You can derive morality from observation if you aren't looking for ontological "ought statements". Hume's position assumes that the religious approach to morality is the only one possible - that morality consists of these detached and universal "ought statements" that must be observable in the Universe somehow and take on the same form as Commandments from a God.

That's not how the Objectivist ethics works, at all. There are no "ought statements" because ethics, in Objectivism, is a system of judgement and reasoning. It's applied epistemology.

So, no, you won't find a mythological ethics in reality. But you can learn how to identify the nature of things and judge how they relate, positively or negatively, to human life. And that's the essence of Objectivist morality.

But a system of morality requires the ability to make "ought" statements. Merely saying what exists is not enough information to inform correct decisions, because whether or not something exists is unrelated to whether or not it is good.

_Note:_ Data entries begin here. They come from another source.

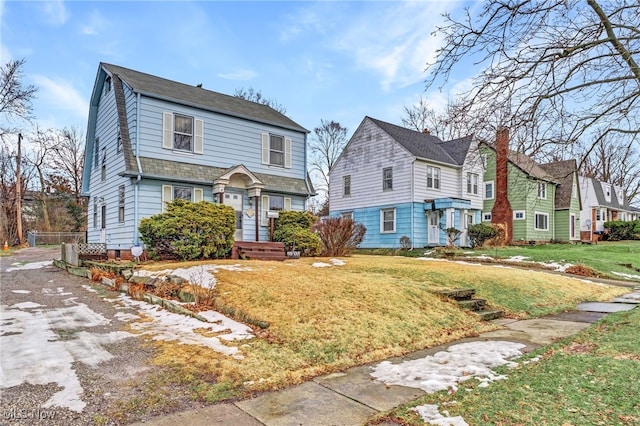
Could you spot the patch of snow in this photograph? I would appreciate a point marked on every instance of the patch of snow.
(170, 326)
(33, 265)
(26, 305)
(431, 415)
(628, 276)
(34, 354)
(446, 369)
(201, 275)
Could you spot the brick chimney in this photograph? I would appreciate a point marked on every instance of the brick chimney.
(501, 212)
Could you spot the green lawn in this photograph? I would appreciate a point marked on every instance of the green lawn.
(592, 378)
(604, 257)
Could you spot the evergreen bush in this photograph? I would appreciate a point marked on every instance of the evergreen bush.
(189, 231)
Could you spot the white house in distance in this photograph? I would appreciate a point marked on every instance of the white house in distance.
(152, 140)
(399, 183)
(602, 202)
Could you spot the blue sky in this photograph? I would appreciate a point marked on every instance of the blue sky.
(320, 60)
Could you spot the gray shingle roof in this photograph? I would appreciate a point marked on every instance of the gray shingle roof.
(159, 87)
(562, 172)
(427, 146)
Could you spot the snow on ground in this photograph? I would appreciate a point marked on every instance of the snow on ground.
(431, 415)
(201, 275)
(33, 353)
(18, 266)
(445, 369)
(628, 276)
(170, 326)
(332, 262)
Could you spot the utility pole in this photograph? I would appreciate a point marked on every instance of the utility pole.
(19, 191)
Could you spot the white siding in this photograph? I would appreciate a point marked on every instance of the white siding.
(369, 151)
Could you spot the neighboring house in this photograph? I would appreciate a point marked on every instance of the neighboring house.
(602, 202)
(534, 202)
(399, 183)
(152, 140)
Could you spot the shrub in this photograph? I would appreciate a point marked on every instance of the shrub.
(480, 233)
(188, 231)
(339, 236)
(618, 230)
(294, 229)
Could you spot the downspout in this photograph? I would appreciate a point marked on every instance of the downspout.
(413, 163)
(136, 212)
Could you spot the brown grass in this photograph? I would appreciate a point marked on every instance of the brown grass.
(327, 319)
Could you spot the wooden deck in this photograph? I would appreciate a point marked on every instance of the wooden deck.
(262, 250)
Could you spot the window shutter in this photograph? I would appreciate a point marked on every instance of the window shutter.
(198, 146)
(265, 148)
(167, 130)
(264, 221)
(287, 153)
(197, 195)
(167, 196)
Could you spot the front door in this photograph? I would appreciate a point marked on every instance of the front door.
(434, 234)
(235, 201)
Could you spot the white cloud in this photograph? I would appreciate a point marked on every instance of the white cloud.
(62, 95)
(55, 12)
(239, 74)
(96, 25)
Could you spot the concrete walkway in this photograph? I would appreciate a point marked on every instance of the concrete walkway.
(352, 396)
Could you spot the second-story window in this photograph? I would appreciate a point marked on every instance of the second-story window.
(183, 133)
(387, 179)
(472, 183)
(346, 186)
(433, 177)
(542, 190)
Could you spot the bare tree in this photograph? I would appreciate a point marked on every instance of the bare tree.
(256, 96)
(15, 98)
(565, 70)
(326, 145)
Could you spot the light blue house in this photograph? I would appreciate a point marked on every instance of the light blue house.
(399, 183)
(152, 140)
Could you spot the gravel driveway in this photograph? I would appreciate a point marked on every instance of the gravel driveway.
(67, 356)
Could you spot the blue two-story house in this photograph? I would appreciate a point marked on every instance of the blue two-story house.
(399, 183)
(152, 140)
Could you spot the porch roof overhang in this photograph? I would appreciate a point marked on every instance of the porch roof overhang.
(447, 203)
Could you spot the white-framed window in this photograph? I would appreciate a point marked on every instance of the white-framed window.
(119, 143)
(472, 183)
(387, 179)
(541, 221)
(519, 215)
(488, 190)
(346, 186)
(387, 221)
(347, 215)
(276, 150)
(433, 177)
(121, 204)
(182, 133)
(96, 153)
(272, 203)
(183, 192)
(104, 164)
(542, 190)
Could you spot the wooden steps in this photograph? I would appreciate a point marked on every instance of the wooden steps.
(258, 250)
(466, 300)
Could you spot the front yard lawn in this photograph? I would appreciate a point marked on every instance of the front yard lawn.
(325, 319)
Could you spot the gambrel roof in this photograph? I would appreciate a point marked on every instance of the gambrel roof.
(427, 146)
(161, 88)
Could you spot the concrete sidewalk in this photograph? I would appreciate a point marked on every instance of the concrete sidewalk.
(352, 396)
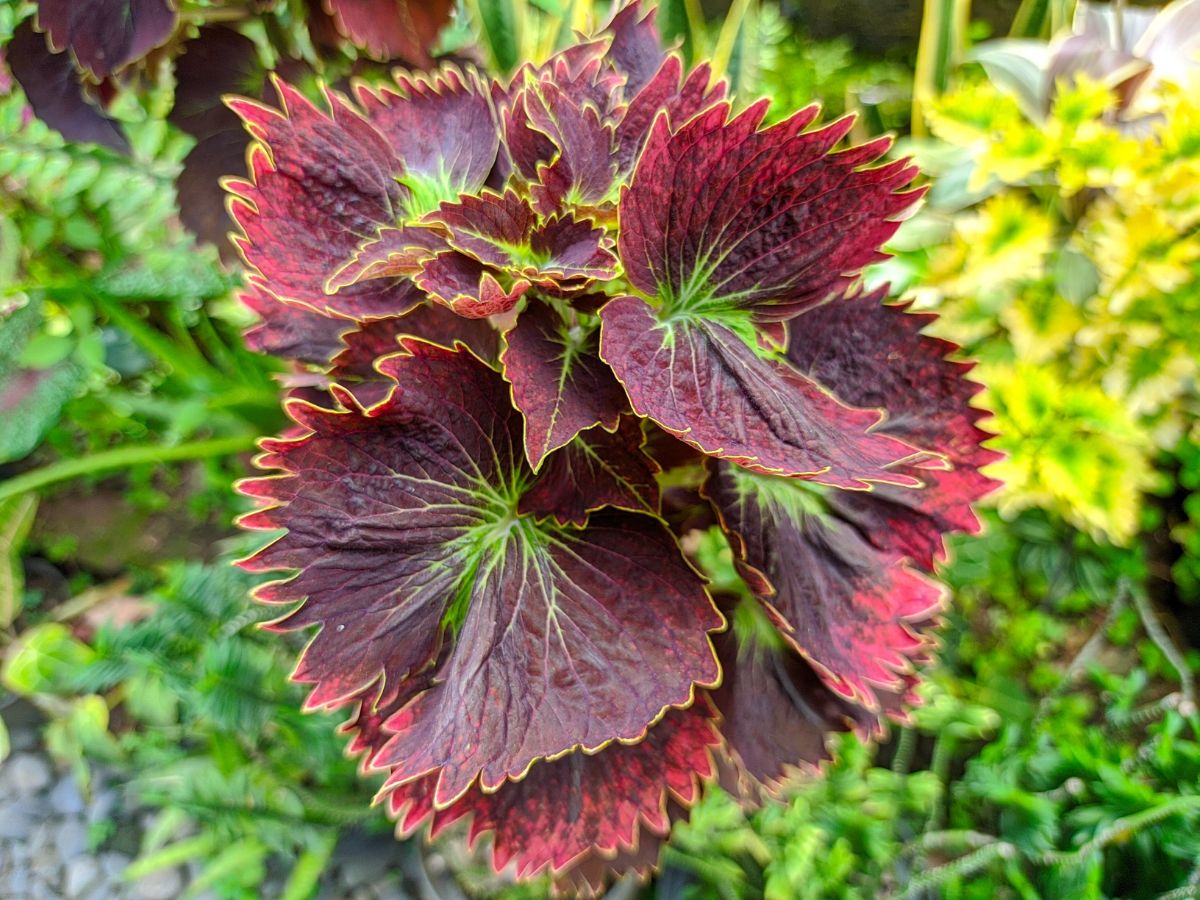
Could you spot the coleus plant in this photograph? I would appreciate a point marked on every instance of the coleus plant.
(546, 333)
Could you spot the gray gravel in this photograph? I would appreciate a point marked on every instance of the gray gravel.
(51, 832)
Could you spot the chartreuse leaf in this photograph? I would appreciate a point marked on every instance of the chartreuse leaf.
(402, 520)
(45, 659)
(580, 802)
(726, 226)
(16, 520)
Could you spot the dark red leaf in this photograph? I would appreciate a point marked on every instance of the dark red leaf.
(841, 601)
(777, 713)
(321, 185)
(599, 468)
(292, 331)
(580, 804)
(442, 127)
(106, 35)
(664, 94)
(387, 29)
(871, 354)
(430, 322)
(202, 202)
(636, 49)
(402, 522)
(723, 216)
(702, 383)
(559, 383)
(583, 171)
(55, 94)
(217, 61)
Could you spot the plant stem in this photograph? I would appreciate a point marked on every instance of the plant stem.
(123, 457)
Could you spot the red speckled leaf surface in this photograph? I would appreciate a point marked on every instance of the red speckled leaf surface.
(401, 520)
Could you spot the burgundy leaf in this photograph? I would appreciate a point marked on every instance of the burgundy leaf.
(430, 322)
(388, 29)
(559, 383)
(721, 215)
(841, 601)
(582, 173)
(467, 286)
(580, 804)
(777, 713)
(665, 93)
(291, 330)
(321, 185)
(497, 247)
(202, 202)
(636, 49)
(393, 253)
(599, 468)
(217, 61)
(561, 637)
(442, 127)
(871, 354)
(106, 35)
(703, 384)
(55, 94)
(615, 615)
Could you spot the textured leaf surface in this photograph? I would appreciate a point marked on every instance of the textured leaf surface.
(321, 185)
(871, 354)
(559, 383)
(407, 29)
(702, 383)
(841, 601)
(497, 249)
(16, 520)
(583, 169)
(55, 94)
(721, 215)
(216, 63)
(777, 713)
(581, 804)
(430, 322)
(669, 93)
(561, 637)
(292, 331)
(442, 127)
(105, 35)
(598, 468)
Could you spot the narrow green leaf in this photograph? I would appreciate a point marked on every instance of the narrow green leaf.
(172, 855)
(240, 859)
(943, 34)
(16, 520)
(306, 874)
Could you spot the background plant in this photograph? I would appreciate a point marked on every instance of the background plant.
(1029, 595)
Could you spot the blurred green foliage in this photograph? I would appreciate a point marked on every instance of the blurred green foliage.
(1057, 753)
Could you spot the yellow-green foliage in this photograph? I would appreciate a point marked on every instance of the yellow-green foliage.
(1073, 274)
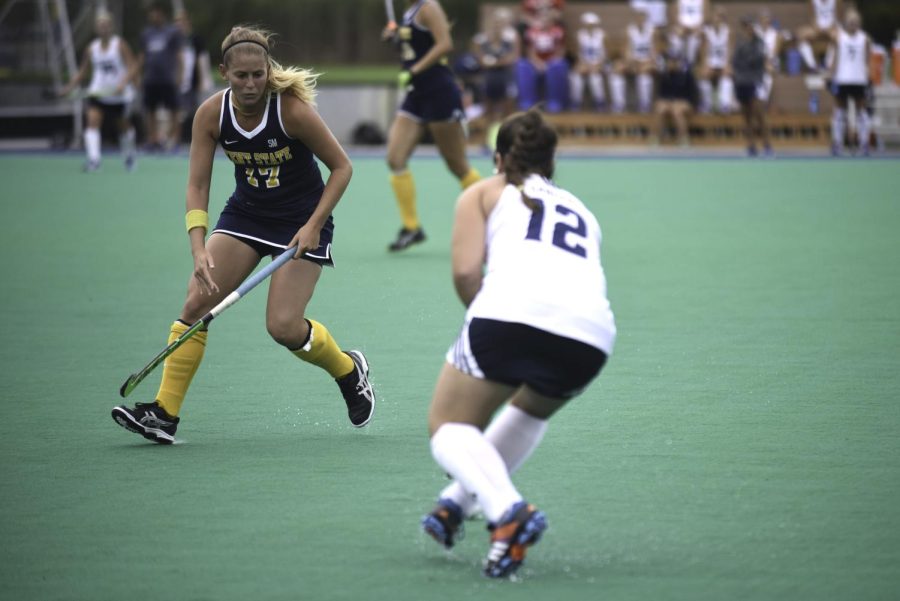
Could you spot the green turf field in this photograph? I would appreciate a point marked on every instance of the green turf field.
(742, 443)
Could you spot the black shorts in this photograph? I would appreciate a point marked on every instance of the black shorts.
(851, 92)
(160, 95)
(515, 354)
(269, 236)
(111, 110)
(440, 104)
(746, 93)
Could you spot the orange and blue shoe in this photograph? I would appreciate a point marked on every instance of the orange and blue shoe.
(519, 528)
(445, 523)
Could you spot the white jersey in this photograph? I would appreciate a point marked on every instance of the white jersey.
(108, 70)
(852, 68)
(543, 268)
(717, 46)
(769, 36)
(591, 48)
(825, 13)
(640, 41)
(690, 13)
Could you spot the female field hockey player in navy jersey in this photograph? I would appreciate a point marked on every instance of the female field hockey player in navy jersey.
(267, 124)
(432, 100)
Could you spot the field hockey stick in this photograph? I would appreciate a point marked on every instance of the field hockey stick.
(389, 11)
(248, 285)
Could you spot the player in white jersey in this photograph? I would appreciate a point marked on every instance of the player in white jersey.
(716, 68)
(850, 74)
(690, 15)
(538, 330)
(110, 93)
(821, 31)
(772, 39)
(590, 62)
(639, 62)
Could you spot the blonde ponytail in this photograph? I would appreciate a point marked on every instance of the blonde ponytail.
(292, 80)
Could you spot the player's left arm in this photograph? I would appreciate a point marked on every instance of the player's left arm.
(432, 16)
(131, 65)
(467, 249)
(303, 122)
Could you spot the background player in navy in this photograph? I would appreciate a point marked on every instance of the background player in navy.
(432, 99)
(269, 128)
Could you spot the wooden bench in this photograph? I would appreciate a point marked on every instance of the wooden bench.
(706, 130)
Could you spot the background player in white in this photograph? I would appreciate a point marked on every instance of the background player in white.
(591, 61)
(822, 29)
(716, 69)
(526, 263)
(110, 93)
(690, 15)
(639, 62)
(850, 74)
(772, 40)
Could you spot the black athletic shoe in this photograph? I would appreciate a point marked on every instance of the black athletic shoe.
(357, 391)
(518, 529)
(445, 523)
(149, 420)
(406, 238)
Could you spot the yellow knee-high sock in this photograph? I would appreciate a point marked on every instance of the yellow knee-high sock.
(405, 191)
(179, 368)
(470, 178)
(321, 349)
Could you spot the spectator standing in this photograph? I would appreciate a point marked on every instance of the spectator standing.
(677, 96)
(162, 65)
(749, 67)
(639, 63)
(822, 30)
(497, 49)
(590, 62)
(544, 66)
(196, 81)
(716, 69)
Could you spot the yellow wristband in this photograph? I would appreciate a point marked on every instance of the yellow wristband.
(196, 218)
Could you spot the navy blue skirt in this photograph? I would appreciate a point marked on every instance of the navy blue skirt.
(270, 236)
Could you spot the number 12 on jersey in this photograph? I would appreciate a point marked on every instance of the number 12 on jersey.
(565, 232)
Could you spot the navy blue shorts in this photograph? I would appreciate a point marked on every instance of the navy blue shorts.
(515, 354)
(270, 236)
(442, 103)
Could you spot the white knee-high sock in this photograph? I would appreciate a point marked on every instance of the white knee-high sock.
(617, 92)
(126, 142)
(837, 127)
(595, 81)
(705, 86)
(806, 53)
(576, 89)
(92, 144)
(464, 453)
(515, 435)
(863, 128)
(645, 92)
(726, 95)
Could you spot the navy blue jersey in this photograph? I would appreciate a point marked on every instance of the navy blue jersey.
(275, 175)
(415, 42)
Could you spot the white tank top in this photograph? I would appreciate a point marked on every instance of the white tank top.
(852, 69)
(717, 46)
(824, 13)
(690, 13)
(590, 46)
(543, 268)
(108, 70)
(640, 40)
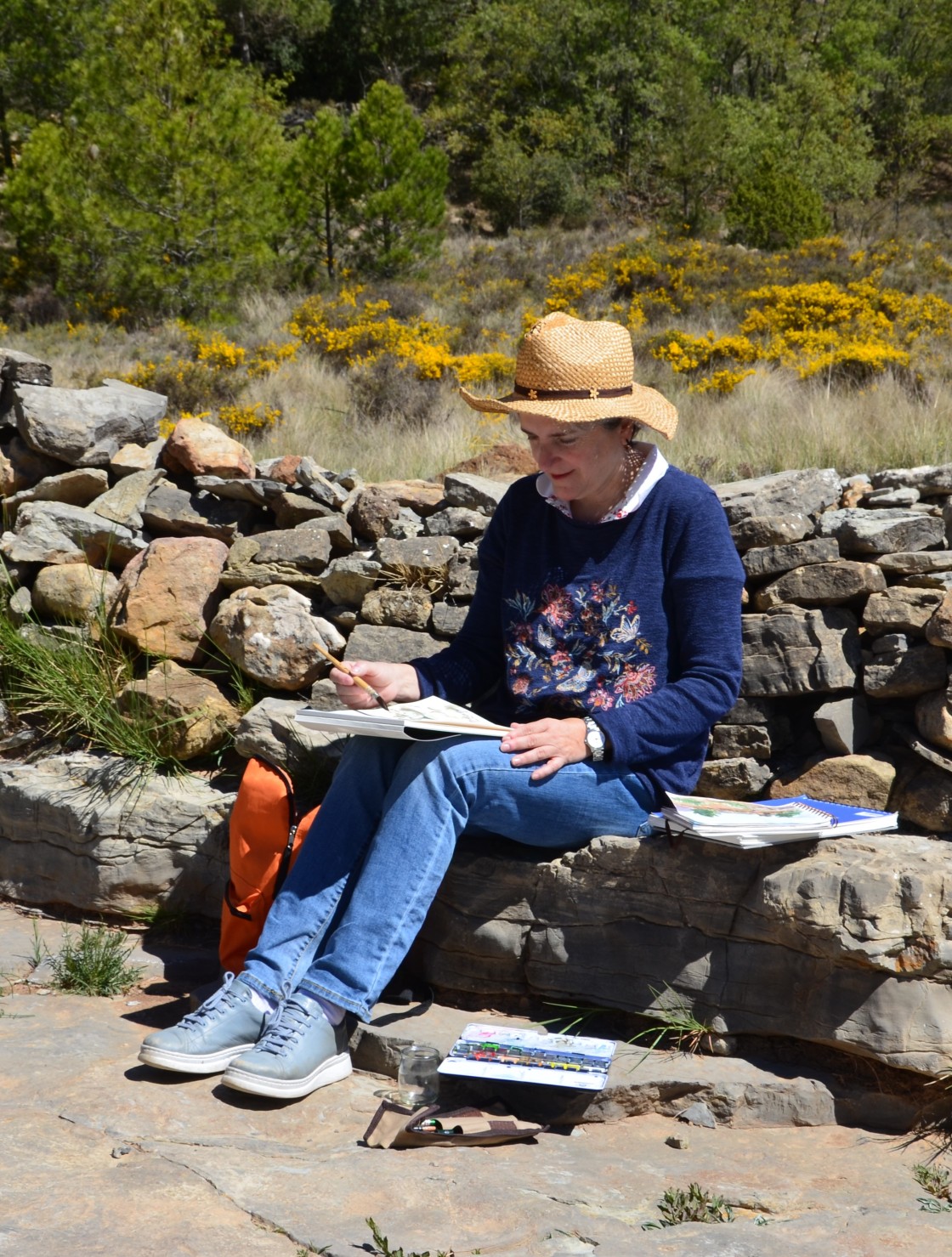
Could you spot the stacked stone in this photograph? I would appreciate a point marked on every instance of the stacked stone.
(194, 551)
(847, 643)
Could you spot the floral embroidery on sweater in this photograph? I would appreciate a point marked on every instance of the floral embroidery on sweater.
(576, 646)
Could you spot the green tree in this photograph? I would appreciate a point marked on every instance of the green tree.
(393, 185)
(314, 194)
(159, 193)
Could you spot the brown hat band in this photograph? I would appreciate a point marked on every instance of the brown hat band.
(568, 394)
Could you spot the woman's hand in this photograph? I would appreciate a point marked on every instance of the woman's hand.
(548, 743)
(394, 682)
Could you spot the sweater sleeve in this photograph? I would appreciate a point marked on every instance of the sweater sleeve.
(703, 582)
(474, 660)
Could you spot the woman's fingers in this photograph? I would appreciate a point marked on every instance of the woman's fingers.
(547, 743)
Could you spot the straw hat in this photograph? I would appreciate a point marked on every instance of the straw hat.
(580, 372)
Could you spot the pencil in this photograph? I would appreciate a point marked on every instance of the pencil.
(357, 680)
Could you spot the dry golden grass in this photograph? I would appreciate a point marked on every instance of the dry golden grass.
(771, 422)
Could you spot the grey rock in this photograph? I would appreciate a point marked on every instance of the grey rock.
(21, 369)
(462, 575)
(294, 508)
(770, 561)
(406, 525)
(893, 643)
(401, 609)
(73, 592)
(732, 779)
(446, 620)
(350, 580)
(740, 742)
(86, 427)
(923, 796)
(291, 556)
(844, 941)
(336, 528)
(821, 585)
(789, 651)
(901, 610)
(123, 503)
(78, 488)
(270, 729)
(750, 711)
(784, 493)
(456, 522)
(269, 634)
(912, 563)
(53, 532)
(390, 645)
(898, 496)
(106, 836)
(927, 479)
(424, 559)
(319, 483)
(476, 492)
(20, 605)
(138, 458)
(881, 532)
(698, 1115)
(256, 493)
(371, 512)
(927, 581)
(845, 726)
(173, 512)
(770, 530)
(918, 671)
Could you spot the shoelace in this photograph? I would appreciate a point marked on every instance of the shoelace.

When the objectivists try to define "human life" as their yardstick for moral good, again, they smuggle in those preexisting preferences. There is no real principle that means "human life" should be condensed down to individual hedonistic comfort. It is very easy to argue that human life is better served by collective comfort, and thus the best actions are the ones that are self-sacrificing in service of the community, because these are the ones that do the most service to human life.

> But this is a violation of Hume's Guillotine. You cannot derive "ought" statements from "is" statements. There is only one reality, and science can tell us how it is, but science cannot tell us how it ought to be, how much we should like it, or in what ways we should want to alter it.

Thank you for your comment. To be clear, I am not an objectivist as stated above. Also, I did not know Hume's Guillotine, thanks.

I believe in fact Hume's Guillotine (henceforth HG) can be definitely disproven with what we know today. The root at what's wrong with HG is that feelings are actually real.

To understand why, I like to open with Alan Watts quote: "If nothing is felt, nothing matters.", and also "The meaning of life is just to be alive. It is so plain and so obvious and so simple. (...)".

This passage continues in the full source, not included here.